Лучше б ему пошевеливаться. Сначала вымыться. Он подошел к раковине: из зеркала на него уставилась обляпанная грязью физиономия, которая могла принадлежать и Элу Джолсону [7], и кому угодно. Он остался анонимен. Его рот, все еще ловивший воздух, раздвигался в ухмылке кьяроскурного блистания, когда из-под его поднятых рук через всю его грудь поползли покручивать ему соски две ладошки с острыми пальчиками. Он захихикал. Она вынудила его отъебать ее в ванне.
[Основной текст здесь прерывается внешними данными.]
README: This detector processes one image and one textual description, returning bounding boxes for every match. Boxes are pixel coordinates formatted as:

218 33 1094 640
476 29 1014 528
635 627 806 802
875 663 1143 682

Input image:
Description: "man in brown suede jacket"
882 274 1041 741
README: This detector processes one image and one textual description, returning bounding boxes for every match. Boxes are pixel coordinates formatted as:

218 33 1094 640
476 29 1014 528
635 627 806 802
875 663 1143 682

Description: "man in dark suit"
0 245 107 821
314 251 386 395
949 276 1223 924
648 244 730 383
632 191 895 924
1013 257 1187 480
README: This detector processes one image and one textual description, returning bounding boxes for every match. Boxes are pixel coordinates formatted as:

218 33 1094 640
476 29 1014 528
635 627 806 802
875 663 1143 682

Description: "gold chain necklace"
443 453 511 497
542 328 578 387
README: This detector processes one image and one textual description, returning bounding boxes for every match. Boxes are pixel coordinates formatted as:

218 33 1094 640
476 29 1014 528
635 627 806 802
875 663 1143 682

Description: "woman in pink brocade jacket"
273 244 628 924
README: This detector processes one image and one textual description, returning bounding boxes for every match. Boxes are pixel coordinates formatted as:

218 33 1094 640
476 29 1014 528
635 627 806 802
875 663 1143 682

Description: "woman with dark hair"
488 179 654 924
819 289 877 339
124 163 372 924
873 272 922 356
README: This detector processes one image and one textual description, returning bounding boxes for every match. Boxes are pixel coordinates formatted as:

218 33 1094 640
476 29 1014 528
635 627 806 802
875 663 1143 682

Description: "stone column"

За обедом он у нее спросил:
–Почему не вчера вечером?
–Где? На переднем крыльце? На заднем сиденье? В гостинице на час? Нам по-прежнему,– добавила она,– нужно какое-то место. Мне кажется, я знаю где. У тебя кожа не одурела?
Они поехали в деревню, которая называлась Озеро Джордж. Поначалу миссис Куилти отнеслась враждебно [8]. Давным-давно она работала у матери Оливера и сказала ему:
–Вы же не мистер Рэчетт [9], вы Оливер Прюэлл. Мастер Оливер, разве можно просить о таком!
Оливер приготовился бежать.
Элизабет сказала:
–Тем больше причин нам помочь, миссис Куилти. Я никогда не беседовала о вас с миссис Прюэлл, но уверена, у нее не найдется ничего, кроме похвал, а Фредерик Стоктон рекомендовал вас в самых пылких выражениях…
–Трудные нынче у нас времена, вот что я скажу,– перебила ее миссис Куилти.– Тяжело деньги даются, раз уж правительство все их себе налогами забирает, даже чтоб дом поддерживать в порядке, надо людям начинать городские ставки платить, а в конечном счете никакого уважения не осталось, молодежь уже совсем не уважает, вообще никакого уважения – к людям моего возраста, раньше-то, бывало, молодые люди шляпы приподымали, а нынче повезет, если хотя б кивнут.– Пауз миссис Куилти почти не делала.– Восемнадцать пятьдесят в неделю, плата вперед, будьте любезны.